Fee, usage and consent

Agree what the session fee covers. A fee for one recording session may not automatically mean unlimited use of your performance in every possible format, campaign or future product. For meaningful commercial projects, ask for written terms covering the recording, release title, artist, date, fee, payment deadline, credit, permitted uses, further payments and whether the agreement transfers or licenses any performer rights.

PPL performer claims

PPL collects certain royalties for performers when recorded music is broadcast or played in public. To benefit, you need to be registered as a performer and your performance needs to be linked to the relevant recording. Keep the track title, artist name, ISRC if available, recording date, studio, producer, label or rightsholder contact, and your performer role. That evidence makes performer claims much easier.

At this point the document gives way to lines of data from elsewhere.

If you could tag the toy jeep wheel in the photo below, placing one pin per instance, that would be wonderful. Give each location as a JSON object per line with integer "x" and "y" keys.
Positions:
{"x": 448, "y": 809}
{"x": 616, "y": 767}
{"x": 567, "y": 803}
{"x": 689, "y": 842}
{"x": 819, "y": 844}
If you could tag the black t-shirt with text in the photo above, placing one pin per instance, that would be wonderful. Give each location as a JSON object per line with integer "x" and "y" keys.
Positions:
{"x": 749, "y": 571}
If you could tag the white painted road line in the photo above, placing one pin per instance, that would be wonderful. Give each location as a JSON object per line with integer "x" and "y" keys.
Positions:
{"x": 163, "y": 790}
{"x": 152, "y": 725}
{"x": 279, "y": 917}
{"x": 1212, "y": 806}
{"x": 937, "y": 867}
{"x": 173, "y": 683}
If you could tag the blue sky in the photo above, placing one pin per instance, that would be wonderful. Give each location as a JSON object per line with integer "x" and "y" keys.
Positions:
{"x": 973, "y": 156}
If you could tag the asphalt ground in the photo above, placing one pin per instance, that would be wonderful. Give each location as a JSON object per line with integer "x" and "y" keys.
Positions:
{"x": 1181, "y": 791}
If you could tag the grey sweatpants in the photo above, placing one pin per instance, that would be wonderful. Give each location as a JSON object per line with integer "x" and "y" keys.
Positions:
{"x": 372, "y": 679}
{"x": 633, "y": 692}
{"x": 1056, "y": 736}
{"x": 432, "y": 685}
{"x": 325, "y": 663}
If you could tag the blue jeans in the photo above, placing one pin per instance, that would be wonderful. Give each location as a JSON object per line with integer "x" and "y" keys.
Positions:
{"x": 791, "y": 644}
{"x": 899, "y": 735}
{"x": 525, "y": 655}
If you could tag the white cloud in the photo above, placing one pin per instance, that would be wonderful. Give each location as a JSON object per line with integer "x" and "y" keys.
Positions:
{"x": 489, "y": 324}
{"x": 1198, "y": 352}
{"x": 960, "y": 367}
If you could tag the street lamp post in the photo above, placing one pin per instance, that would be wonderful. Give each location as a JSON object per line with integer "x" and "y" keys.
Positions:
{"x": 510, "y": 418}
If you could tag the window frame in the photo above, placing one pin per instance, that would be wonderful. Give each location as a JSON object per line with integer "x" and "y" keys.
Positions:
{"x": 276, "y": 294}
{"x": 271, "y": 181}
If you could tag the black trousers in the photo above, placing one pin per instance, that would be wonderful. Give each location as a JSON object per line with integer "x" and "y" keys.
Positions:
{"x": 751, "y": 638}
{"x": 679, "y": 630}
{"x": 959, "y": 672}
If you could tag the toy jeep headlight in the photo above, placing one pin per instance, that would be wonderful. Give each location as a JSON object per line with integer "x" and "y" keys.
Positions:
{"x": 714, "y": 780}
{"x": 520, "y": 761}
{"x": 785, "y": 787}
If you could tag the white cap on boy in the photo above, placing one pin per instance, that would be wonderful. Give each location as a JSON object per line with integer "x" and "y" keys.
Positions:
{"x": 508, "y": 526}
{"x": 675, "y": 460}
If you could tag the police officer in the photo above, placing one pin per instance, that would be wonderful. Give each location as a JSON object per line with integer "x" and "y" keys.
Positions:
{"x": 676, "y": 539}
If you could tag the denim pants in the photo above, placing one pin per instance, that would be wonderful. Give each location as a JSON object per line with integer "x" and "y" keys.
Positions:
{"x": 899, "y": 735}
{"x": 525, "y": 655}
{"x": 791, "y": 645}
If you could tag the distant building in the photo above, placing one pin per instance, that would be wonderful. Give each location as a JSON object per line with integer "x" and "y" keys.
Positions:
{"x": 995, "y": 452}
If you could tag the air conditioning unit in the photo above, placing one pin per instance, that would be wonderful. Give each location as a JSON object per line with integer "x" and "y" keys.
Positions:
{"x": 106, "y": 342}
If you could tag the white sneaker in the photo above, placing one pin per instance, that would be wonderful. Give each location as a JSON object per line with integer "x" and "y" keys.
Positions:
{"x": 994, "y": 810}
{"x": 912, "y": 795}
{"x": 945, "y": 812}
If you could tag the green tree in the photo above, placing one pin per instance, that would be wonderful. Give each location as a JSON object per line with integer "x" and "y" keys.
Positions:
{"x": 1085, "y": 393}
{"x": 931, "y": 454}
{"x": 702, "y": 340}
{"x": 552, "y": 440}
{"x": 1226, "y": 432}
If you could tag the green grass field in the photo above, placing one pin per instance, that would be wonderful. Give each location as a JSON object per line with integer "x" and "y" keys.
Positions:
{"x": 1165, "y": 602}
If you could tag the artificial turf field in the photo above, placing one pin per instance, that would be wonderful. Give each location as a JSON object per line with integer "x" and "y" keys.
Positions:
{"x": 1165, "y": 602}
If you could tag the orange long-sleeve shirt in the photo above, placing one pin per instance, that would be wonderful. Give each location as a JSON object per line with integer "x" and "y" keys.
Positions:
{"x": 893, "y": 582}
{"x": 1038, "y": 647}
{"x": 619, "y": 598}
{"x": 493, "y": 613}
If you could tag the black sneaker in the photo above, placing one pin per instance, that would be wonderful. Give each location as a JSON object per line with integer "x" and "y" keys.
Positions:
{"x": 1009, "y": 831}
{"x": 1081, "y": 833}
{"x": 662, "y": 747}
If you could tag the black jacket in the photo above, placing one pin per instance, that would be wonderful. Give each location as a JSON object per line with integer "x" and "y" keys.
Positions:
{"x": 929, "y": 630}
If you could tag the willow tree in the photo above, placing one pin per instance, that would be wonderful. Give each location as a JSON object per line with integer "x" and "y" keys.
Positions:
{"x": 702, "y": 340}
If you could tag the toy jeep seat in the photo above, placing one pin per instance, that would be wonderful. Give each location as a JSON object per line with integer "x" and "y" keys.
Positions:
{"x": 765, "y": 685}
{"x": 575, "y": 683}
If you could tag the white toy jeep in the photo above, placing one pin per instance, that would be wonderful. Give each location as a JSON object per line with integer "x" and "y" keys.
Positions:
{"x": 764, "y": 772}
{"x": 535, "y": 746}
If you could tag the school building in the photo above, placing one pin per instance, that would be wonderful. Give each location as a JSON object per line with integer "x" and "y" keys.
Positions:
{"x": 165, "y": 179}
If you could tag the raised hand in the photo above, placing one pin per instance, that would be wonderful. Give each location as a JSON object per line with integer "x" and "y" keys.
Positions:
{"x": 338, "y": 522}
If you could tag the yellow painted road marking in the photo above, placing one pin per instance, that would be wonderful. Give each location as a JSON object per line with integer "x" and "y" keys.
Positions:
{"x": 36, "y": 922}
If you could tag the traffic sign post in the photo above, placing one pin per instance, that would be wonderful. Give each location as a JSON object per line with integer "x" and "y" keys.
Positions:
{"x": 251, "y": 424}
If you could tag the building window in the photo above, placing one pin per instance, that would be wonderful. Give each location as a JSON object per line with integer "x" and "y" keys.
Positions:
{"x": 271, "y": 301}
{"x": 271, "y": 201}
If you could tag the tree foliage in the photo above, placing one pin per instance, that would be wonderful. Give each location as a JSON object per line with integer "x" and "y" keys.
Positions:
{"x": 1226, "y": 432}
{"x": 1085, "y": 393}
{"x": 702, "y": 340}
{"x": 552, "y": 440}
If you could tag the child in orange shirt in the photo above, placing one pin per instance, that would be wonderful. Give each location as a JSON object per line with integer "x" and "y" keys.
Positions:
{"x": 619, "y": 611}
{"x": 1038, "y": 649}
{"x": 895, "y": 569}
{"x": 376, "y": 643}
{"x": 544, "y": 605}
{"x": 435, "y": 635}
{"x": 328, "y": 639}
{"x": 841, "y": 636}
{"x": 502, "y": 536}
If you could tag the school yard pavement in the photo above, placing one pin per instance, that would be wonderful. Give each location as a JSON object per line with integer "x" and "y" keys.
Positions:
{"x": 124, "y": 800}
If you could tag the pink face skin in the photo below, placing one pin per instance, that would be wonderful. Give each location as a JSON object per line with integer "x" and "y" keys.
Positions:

Credits and professional reputation

Credits are not only vanity. They help with future bookings, grants, session claims, discographies and professional credibility. Agree how you will be credited, especially where stage names, collectives, featured artist billing or anonymous session work are involved. If credit is important, include it in the written agreement rather than assuming it will be added later.

Session Work Checklist

  • Agree the fee and usage in writing before the session
  • Clarify if it is a buy-out or includes royalty participation
  • Confirm credit arrangements and how you will be listed
  • Register with PPL as a performer
  • Keep records of all sessions you play on
  • Invoice promptly with session details
  • Log the track details for PPL claims
  • Understand what the recording will be used for

This checklist is for general education only and is not legal, tax or financial advice.

Common mistakes to avoid

Not agreeing terms before starting work
Assuming credits will be given automatically
Failing to register as a performer with PPL
Not tracking sessions for royalty claims
Accepting verbal agreements for significant work
Not understanding buy-out implications

Records to keep

Session booking confirmation and written terms
Invoice, payment receipt and expenses record
Recording title, artist, producer, studio and date
ISRC, release link and label or rightsholder details
Performer role, instrument and credit wording
PPL performer claim confirmations and correspondence

When to speak to a qualified professional

If you are not paid for completed session work
For long-term or exclusive session arrangements
When offered unusual contract terms
If credits are missing from releases
For union membership and rate advice

Educational Disclaimer: This guide is for general educational purposes only and does not constitute legal, tax or financial advice. The information provided is based on publicly available resources and may not reflect the most current legal developments. Always consult with qualified professionals for advice specific to your situation. Musicians Rights UK is not a trade union, collecting society, law firm, royalty collection society, publishing administrator or government body.

Quick answers

Do session musicians get royalties?

They can. A session fee is separate from certain performer income routes, such as PPL performer royalties, and from any royalties specifically negotiated in a contract.

What should I agree before a recording session?

Agree the fee, payment deadline, usage, credit, expenses, cancellation terms, performer rights wording and who will register the recording details.

Can I claim PPL if I played on a track?

If you performed on a qualifying recording, register with PPL and keep enough track and session evidence to support your performer claim.